Le virus H5N1 de la grippe aviaire est désormais présent sur le continent africain où il a été dépisté au Nigeria, pays le plus peuplé d’Afrique.
La présence du H5N1, prouvée par un laboratoire de Padoue en Italie affilié à l’Organisation mondiale de la santé animale (OIE) et de la FAO, inquiète les autorités locales et internationales.
Ces dernières redoutent l’apparition de cas humain de la grippe aviaire dans ce pays de 133 millions d’habitants où les volailles côtoient les hommes dans les cours des maisons.

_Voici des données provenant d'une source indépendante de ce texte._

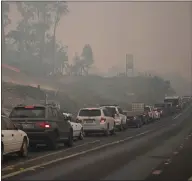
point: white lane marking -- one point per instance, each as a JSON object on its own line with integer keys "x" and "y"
{"x": 157, "y": 172}
{"x": 54, "y": 153}
{"x": 177, "y": 116}
{"x": 71, "y": 156}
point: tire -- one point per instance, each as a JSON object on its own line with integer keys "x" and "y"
{"x": 138, "y": 125}
{"x": 106, "y": 132}
{"x": 86, "y": 134}
{"x": 53, "y": 142}
{"x": 112, "y": 132}
{"x": 32, "y": 146}
{"x": 81, "y": 135}
{"x": 24, "y": 149}
{"x": 121, "y": 127}
{"x": 2, "y": 150}
{"x": 69, "y": 142}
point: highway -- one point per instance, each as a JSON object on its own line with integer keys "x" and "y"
{"x": 134, "y": 154}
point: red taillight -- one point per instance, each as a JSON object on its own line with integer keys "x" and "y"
{"x": 43, "y": 125}
{"x": 29, "y": 107}
{"x": 102, "y": 120}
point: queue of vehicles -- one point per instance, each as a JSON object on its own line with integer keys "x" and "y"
{"x": 30, "y": 125}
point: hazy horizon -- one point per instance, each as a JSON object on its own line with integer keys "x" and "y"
{"x": 158, "y": 34}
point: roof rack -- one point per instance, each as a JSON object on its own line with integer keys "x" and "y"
{"x": 109, "y": 105}
{"x": 21, "y": 105}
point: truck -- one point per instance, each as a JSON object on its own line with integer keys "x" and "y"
{"x": 137, "y": 112}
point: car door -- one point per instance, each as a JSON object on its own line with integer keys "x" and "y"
{"x": 108, "y": 118}
{"x": 18, "y": 137}
{"x": 10, "y": 136}
{"x": 63, "y": 123}
{"x": 6, "y": 137}
{"x": 123, "y": 117}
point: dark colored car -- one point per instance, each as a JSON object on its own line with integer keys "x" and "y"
{"x": 44, "y": 124}
{"x": 134, "y": 120}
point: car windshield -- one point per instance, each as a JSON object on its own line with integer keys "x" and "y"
{"x": 23, "y": 112}
{"x": 112, "y": 110}
{"x": 90, "y": 112}
{"x": 159, "y": 105}
{"x": 173, "y": 101}
{"x": 147, "y": 109}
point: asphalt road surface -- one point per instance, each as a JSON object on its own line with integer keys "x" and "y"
{"x": 135, "y": 154}
{"x": 178, "y": 166}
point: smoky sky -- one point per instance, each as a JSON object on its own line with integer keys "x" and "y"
{"x": 158, "y": 34}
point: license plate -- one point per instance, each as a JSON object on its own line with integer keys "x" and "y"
{"x": 89, "y": 121}
{"x": 25, "y": 126}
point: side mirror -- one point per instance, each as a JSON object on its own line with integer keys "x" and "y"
{"x": 18, "y": 127}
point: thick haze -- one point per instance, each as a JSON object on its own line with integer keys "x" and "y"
{"x": 157, "y": 33}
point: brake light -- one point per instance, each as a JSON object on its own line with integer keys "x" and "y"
{"x": 29, "y": 107}
{"x": 43, "y": 125}
{"x": 102, "y": 120}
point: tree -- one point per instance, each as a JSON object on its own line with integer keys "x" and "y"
{"x": 86, "y": 58}
{"x": 5, "y": 21}
{"x": 87, "y": 55}
{"x": 58, "y": 10}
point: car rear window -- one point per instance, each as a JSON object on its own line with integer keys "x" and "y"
{"x": 90, "y": 112}
{"x": 159, "y": 105}
{"x": 147, "y": 109}
{"x": 28, "y": 112}
{"x": 112, "y": 110}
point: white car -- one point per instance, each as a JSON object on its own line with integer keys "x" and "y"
{"x": 13, "y": 140}
{"x": 117, "y": 113}
{"x": 77, "y": 127}
{"x": 157, "y": 115}
{"x": 96, "y": 120}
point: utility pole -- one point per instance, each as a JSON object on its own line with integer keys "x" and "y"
{"x": 191, "y": 41}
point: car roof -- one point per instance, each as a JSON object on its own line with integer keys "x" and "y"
{"x": 91, "y": 108}
{"x": 109, "y": 106}
{"x": 4, "y": 116}
{"x": 35, "y": 105}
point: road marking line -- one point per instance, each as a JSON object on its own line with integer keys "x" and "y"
{"x": 54, "y": 153}
{"x": 157, "y": 172}
{"x": 177, "y": 116}
{"x": 71, "y": 156}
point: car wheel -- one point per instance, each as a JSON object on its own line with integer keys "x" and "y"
{"x": 24, "y": 149}
{"x": 53, "y": 142}
{"x": 112, "y": 132}
{"x": 32, "y": 146}
{"x": 86, "y": 134}
{"x": 121, "y": 127}
{"x": 81, "y": 135}
{"x": 2, "y": 150}
{"x": 106, "y": 132}
{"x": 69, "y": 142}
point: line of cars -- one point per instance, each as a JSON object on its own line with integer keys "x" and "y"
{"x": 30, "y": 125}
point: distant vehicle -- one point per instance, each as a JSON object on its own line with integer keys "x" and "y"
{"x": 117, "y": 113}
{"x": 160, "y": 107}
{"x": 44, "y": 124}
{"x": 176, "y": 102}
{"x": 13, "y": 140}
{"x": 157, "y": 114}
{"x": 139, "y": 108}
{"x": 96, "y": 120}
{"x": 149, "y": 112}
{"x": 134, "y": 119}
{"x": 77, "y": 127}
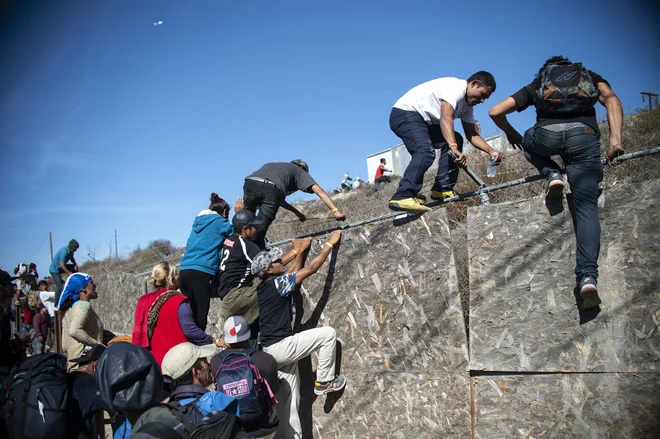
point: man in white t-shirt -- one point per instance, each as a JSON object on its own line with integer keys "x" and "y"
{"x": 424, "y": 119}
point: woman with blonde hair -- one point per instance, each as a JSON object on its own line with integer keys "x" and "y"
{"x": 163, "y": 318}
{"x": 81, "y": 326}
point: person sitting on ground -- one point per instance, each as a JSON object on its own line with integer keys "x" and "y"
{"x": 81, "y": 326}
{"x": 237, "y": 335}
{"x": 277, "y": 337}
{"x": 59, "y": 266}
{"x": 129, "y": 381}
{"x": 380, "y": 176}
{"x": 41, "y": 325}
{"x": 236, "y": 285}
{"x": 424, "y": 119}
{"x": 86, "y": 408}
{"x": 569, "y": 128}
{"x": 267, "y": 188}
{"x": 202, "y": 256}
{"x": 47, "y": 297}
{"x": 188, "y": 367}
{"x": 163, "y": 318}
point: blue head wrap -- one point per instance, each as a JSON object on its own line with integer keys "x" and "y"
{"x": 74, "y": 285}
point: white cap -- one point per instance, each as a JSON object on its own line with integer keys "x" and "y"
{"x": 181, "y": 358}
{"x": 237, "y": 329}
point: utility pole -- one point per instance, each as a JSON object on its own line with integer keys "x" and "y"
{"x": 650, "y": 96}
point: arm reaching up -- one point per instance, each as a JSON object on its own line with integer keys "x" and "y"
{"x": 318, "y": 261}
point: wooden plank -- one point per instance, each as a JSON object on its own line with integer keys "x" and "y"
{"x": 523, "y": 312}
{"x": 590, "y": 406}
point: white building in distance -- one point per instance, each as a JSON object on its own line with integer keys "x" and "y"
{"x": 398, "y": 157}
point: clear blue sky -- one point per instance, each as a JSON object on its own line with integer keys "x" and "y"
{"x": 108, "y": 122}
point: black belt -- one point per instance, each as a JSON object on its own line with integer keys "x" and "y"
{"x": 261, "y": 180}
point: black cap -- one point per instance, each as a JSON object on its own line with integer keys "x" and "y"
{"x": 128, "y": 378}
{"x": 5, "y": 278}
{"x": 90, "y": 353}
{"x": 245, "y": 218}
{"x": 301, "y": 163}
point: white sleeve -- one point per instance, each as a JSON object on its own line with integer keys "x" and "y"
{"x": 468, "y": 115}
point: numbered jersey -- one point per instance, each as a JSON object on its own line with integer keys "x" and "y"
{"x": 235, "y": 263}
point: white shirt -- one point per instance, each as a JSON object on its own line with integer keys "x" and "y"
{"x": 48, "y": 299}
{"x": 425, "y": 100}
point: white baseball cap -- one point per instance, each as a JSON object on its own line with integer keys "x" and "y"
{"x": 181, "y": 358}
{"x": 237, "y": 329}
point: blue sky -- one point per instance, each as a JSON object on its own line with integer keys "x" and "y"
{"x": 108, "y": 122}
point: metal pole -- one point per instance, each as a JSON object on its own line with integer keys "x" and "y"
{"x": 460, "y": 197}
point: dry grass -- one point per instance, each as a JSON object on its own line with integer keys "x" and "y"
{"x": 641, "y": 131}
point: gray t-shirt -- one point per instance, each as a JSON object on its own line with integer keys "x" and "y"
{"x": 288, "y": 177}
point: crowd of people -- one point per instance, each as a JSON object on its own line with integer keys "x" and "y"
{"x": 170, "y": 378}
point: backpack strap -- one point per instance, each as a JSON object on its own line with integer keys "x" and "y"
{"x": 162, "y": 431}
{"x": 154, "y": 311}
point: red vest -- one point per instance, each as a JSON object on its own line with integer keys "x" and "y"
{"x": 168, "y": 332}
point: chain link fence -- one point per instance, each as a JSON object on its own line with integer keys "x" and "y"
{"x": 641, "y": 131}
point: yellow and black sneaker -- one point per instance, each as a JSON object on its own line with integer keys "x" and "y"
{"x": 442, "y": 195}
{"x": 411, "y": 205}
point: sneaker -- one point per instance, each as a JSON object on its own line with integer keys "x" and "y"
{"x": 589, "y": 292}
{"x": 555, "y": 186}
{"x": 331, "y": 386}
{"x": 442, "y": 195}
{"x": 411, "y": 205}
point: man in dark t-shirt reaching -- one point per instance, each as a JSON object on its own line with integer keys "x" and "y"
{"x": 236, "y": 286}
{"x": 267, "y": 188}
{"x": 277, "y": 336}
{"x": 563, "y": 94}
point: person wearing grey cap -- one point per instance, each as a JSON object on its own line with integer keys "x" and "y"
{"x": 277, "y": 336}
{"x": 59, "y": 266}
{"x": 237, "y": 287}
{"x": 129, "y": 381}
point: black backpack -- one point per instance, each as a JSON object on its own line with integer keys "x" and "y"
{"x": 217, "y": 425}
{"x": 38, "y": 396}
{"x": 566, "y": 88}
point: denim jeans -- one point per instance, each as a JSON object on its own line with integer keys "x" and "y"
{"x": 421, "y": 141}
{"x": 579, "y": 148}
{"x": 266, "y": 198}
{"x": 57, "y": 278}
{"x": 37, "y": 346}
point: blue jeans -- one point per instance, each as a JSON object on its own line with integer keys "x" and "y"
{"x": 421, "y": 141}
{"x": 57, "y": 278}
{"x": 263, "y": 198}
{"x": 579, "y": 148}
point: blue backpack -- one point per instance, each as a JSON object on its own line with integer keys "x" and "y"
{"x": 566, "y": 88}
{"x": 237, "y": 376}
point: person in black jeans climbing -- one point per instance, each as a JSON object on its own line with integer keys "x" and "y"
{"x": 564, "y": 94}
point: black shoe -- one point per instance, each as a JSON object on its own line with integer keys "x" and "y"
{"x": 555, "y": 186}
{"x": 589, "y": 292}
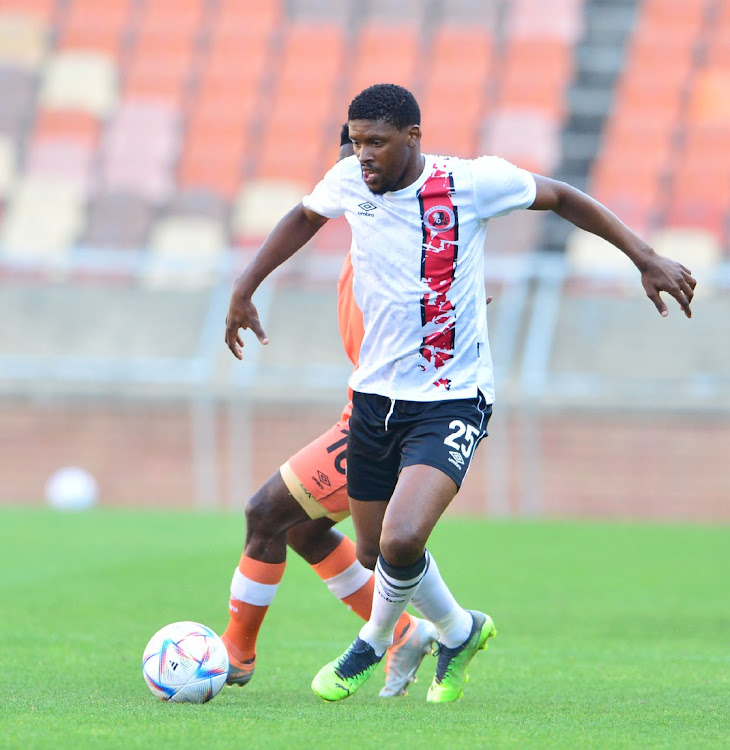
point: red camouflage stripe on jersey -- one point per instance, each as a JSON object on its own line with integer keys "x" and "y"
{"x": 439, "y": 219}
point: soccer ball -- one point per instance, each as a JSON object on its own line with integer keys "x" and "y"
{"x": 185, "y": 662}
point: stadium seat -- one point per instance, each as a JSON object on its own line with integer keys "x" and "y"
{"x": 544, "y": 19}
{"x": 710, "y": 103}
{"x": 525, "y": 137}
{"x": 316, "y": 11}
{"x": 18, "y": 89}
{"x": 118, "y": 220}
{"x": 23, "y": 40}
{"x": 216, "y": 169}
{"x": 589, "y": 255}
{"x": 473, "y": 13}
{"x": 8, "y": 164}
{"x": 697, "y": 249}
{"x": 171, "y": 17}
{"x": 456, "y": 89}
{"x": 93, "y": 26}
{"x": 184, "y": 252}
{"x": 260, "y": 204}
{"x": 386, "y": 11}
{"x": 67, "y": 124}
{"x": 67, "y": 160}
{"x": 41, "y": 9}
{"x": 199, "y": 202}
{"x": 44, "y": 218}
{"x": 385, "y": 53}
{"x": 80, "y": 80}
{"x": 140, "y": 148}
{"x": 258, "y": 17}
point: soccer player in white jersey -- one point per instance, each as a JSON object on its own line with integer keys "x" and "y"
{"x": 424, "y": 386}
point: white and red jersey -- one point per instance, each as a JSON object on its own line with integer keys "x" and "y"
{"x": 418, "y": 260}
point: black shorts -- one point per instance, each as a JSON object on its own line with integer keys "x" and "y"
{"x": 386, "y": 436}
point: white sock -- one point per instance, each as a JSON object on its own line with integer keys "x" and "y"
{"x": 437, "y": 604}
{"x": 394, "y": 587}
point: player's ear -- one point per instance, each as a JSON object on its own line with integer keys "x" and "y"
{"x": 414, "y": 135}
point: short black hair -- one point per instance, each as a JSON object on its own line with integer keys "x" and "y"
{"x": 345, "y": 136}
{"x": 388, "y": 102}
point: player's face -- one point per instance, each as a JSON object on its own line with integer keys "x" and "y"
{"x": 389, "y": 158}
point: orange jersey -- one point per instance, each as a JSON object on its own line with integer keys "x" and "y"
{"x": 349, "y": 316}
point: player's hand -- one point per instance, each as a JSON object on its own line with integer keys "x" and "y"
{"x": 661, "y": 274}
{"x": 242, "y": 313}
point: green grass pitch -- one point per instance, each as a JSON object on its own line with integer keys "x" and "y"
{"x": 610, "y": 636}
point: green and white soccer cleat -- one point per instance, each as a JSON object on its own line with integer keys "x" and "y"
{"x": 404, "y": 657}
{"x": 451, "y": 676}
{"x": 344, "y": 676}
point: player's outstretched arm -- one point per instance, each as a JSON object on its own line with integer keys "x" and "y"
{"x": 658, "y": 274}
{"x": 294, "y": 230}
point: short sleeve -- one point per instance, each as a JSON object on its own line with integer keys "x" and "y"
{"x": 501, "y": 187}
{"x": 325, "y": 198}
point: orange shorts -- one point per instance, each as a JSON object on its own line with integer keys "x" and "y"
{"x": 316, "y": 475}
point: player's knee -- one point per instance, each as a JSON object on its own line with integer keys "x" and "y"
{"x": 262, "y": 516}
{"x": 402, "y": 549}
{"x": 367, "y": 555}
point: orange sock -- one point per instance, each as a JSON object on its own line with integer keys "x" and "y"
{"x": 253, "y": 588}
{"x": 350, "y": 582}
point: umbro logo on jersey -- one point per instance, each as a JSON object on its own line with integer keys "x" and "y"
{"x": 367, "y": 209}
{"x": 457, "y": 459}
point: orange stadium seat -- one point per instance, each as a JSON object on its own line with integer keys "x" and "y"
{"x": 67, "y": 124}
{"x": 118, "y": 220}
{"x": 172, "y": 16}
{"x": 159, "y": 68}
{"x": 300, "y": 67}
{"x": 681, "y": 16}
{"x": 87, "y": 24}
{"x": 213, "y": 170}
{"x": 385, "y": 54}
{"x": 43, "y": 9}
{"x": 256, "y": 15}
{"x": 710, "y": 102}
{"x": 291, "y": 152}
{"x": 544, "y": 19}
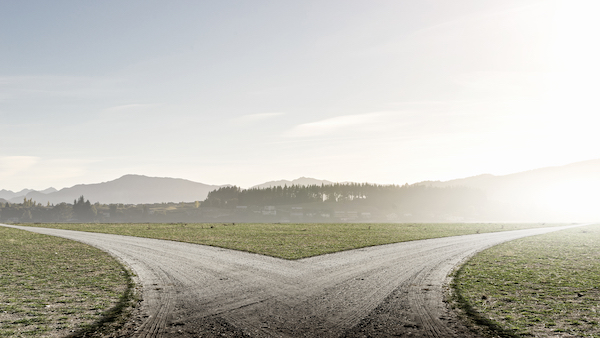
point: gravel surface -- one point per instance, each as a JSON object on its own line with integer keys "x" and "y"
{"x": 393, "y": 290}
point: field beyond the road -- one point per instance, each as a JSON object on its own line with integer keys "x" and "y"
{"x": 541, "y": 286}
{"x": 290, "y": 240}
{"x": 52, "y": 287}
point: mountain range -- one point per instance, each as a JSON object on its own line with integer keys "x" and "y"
{"x": 572, "y": 187}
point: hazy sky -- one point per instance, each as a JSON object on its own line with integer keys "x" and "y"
{"x": 243, "y": 92}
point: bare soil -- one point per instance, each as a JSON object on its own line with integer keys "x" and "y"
{"x": 394, "y": 290}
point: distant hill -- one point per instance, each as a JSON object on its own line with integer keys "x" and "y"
{"x": 299, "y": 181}
{"x": 571, "y": 190}
{"x": 129, "y": 189}
{"x": 7, "y": 194}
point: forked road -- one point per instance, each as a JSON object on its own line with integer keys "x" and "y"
{"x": 389, "y": 290}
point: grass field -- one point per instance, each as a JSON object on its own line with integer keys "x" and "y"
{"x": 52, "y": 287}
{"x": 293, "y": 241}
{"x": 541, "y": 286}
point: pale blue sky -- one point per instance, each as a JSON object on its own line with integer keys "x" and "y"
{"x": 244, "y": 92}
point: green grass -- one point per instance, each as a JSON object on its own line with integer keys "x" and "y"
{"x": 293, "y": 241}
{"x": 51, "y": 286}
{"x": 542, "y": 286}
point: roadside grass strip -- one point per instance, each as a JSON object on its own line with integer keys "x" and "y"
{"x": 54, "y": 287}
{"x": 293, "y": 240}
{"x": 541, "y": 286}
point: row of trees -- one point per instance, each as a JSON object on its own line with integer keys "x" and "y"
{"x": 406, "y": 197}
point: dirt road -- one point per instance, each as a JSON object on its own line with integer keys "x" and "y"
{"x": 390, "y": 290}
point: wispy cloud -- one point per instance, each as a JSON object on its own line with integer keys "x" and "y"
{"x": 128, "y": 107}
{"x": 257, "y": 117}
{"x": 375, "y": 121}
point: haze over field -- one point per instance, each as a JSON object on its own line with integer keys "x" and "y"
{"x": 238, "y": 92}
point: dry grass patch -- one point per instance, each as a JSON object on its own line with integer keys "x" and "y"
{"x": 52, "y": 287}
{"x": 541, "y": 286}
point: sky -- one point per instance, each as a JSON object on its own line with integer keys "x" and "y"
{"x": 244, "y": 92}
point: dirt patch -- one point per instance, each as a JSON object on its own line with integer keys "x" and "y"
{"x": 191, "y": 290}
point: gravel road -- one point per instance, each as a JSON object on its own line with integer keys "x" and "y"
{"x": 390, "y": 290}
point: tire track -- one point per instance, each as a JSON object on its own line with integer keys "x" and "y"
{"x": 194, "y": 290}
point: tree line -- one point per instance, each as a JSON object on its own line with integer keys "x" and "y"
{"x": 406, "y": 197}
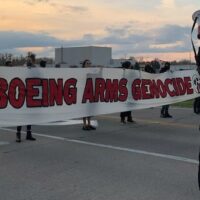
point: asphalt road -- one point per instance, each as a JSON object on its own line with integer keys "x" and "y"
{"x": 153, "y": 159}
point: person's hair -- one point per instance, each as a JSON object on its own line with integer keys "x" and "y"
{"x": 126, "y": 64}
{"x": 167, "y": 65}
{"x": 84, "y": 62}
{"x": 43, "y": 63}
{"x": 8, "y": 63}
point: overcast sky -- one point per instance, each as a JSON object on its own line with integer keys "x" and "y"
{"x": 159, "y": 28}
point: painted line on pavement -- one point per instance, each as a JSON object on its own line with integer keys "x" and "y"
{"x": 166, "y": 156}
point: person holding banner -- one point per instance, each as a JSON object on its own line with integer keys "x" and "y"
{"x": 123, "y": 115}
{"x": 31, "y": 62}
{"x": 87, "y": 120}
{"x": 164, "y": 113}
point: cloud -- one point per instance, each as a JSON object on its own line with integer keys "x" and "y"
{"x": 12, "y": 39}
{"x": 169, "y": 38}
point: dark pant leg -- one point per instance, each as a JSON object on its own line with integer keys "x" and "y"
{"x": 19, "y": 128}
{"x": 28, "y": 128}
{"x": 162, "y": 110}
{"x": 18, "y": 134}
{"x": 129, "y": 115}
{"x": 166, "y": 109}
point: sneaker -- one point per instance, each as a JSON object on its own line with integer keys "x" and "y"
{"x": 162, "y": 116}
{"x": 123, "y": 121}
{"x": 18, "y": 140}
{"x": 29, "y": 136}
{"x": 91, "y": 127}
{"x": 168, "y": 116}
{"x": 86, "y": 128}
{"x": 18, "y": 137}
{"x": 131, "y": 121}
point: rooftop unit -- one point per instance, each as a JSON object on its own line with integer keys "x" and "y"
{"x": 74, "y": 56}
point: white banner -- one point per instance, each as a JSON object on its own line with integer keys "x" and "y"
{"x": 42, "y": 95}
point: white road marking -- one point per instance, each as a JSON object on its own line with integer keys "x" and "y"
{"x": 171, "y": 157}
{"x": 3, "y": 143}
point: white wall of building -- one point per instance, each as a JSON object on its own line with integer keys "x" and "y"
{"x": 73, "y": 56}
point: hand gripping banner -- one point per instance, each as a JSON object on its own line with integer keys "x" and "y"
{"x": 42, "y": 95}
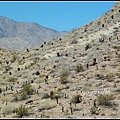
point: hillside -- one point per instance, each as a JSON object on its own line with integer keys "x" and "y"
{"x": 73, "y": 76}
{"x": 21, "y": 35}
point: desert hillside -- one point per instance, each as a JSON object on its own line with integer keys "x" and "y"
{"x": 73, "y": 76}
{"x": 21, "y": 35}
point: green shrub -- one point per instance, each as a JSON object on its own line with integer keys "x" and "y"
{"x": 118, "y": 74}
{"x": 22, "y": 111}
{"x": 76, "y": 99}
{"x": 79, "y": 68}
{"x": 93, "y": 109}
{"x": 28, "y": 89}
{"x": 109, "y": 78}
{"x": 105, "y": 99}
{"x": 64, "y": 76}
{"x": 22, "y": 95}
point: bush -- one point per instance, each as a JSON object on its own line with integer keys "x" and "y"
{"x": 28, "y": 89}
{"x": 105, "y": 99}
{"x": 21, "y": 111}
{"x": 76, "y": 99}
{"x": 79, "y": 68}
{"x": 64, "y": 76}
{"x": 93, "y": 109}
{"x": 109, "y": 78}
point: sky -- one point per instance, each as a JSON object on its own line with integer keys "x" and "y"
{"x": 57, "y": 15}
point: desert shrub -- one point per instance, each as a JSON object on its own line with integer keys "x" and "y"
{"x": 22, "y": 111}
{"x": 100, "y": 75}
{"x": 105, "y": 99}
{"x": 22, "y": 95}
{"x": 13, "y": 59}
{"x": 76, "y": 99}
{"x": 27, "y": 88}
{"x": 46, "y": 104}
{"x": 74, "y": 41}
{"x": 79, "y": 68}
{"x": 12, "y": 79}
{"x": 64, "y": 76}
{"x": 0, "y": 90}
{"x": 9, "y": 109}
{"x": 109, "y": 77}
{"x": 118, "y": 74}
{"x": 93, "y": 109}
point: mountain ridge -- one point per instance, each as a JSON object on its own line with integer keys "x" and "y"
{"x": 31, "y": 33}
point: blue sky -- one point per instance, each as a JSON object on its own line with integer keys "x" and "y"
{"x": 55, "y": 15}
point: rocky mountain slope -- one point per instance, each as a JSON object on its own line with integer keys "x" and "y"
{"x": 21, "y": 35}
{"x": 73, "y": 76}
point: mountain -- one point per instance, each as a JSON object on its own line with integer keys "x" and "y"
{"x": 22, "y": 35}
{"x": 76, "y": 75}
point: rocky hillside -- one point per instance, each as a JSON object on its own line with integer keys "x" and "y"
{"x": 21, "y": 35}
{"x": 73, "y": 76}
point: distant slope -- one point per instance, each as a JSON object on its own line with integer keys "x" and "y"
{"x": 21, "y": 35}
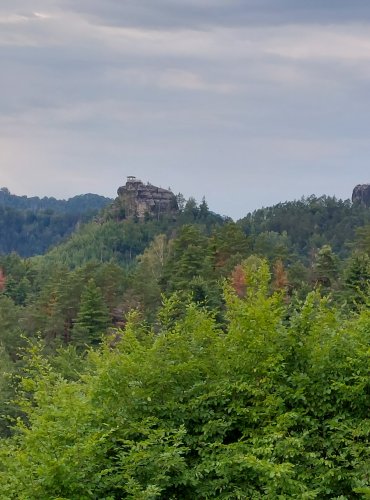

Le ministre de l’Agriculture, Adamu Bello, qui blâme les importations illégales de volailles, a annoncé l’abattage de tous les poulets qui pourraient être contaminés et le placement en quarantaine des élevages suspects.
Juan Lubroth, un responsable de l’Organisation des Nations unies pour l’Agriculture et l’alimentation, s’est inquiété « du fait que le virus pourrait se propager rapidement » au Nigeria où une équipe d’experts doit se rendre pour sensibiliser les autorités locales à ce risque.
« Le plus important maintenant n’est pas de savoir comment le virus est arrivé au Nigeria mais comment on peut faire pour qu’il ne saute pas les frontières », a expliqué à Reuters Phil Hockey, un ornithologue de l’Institut africain d’ornithologie au Cap.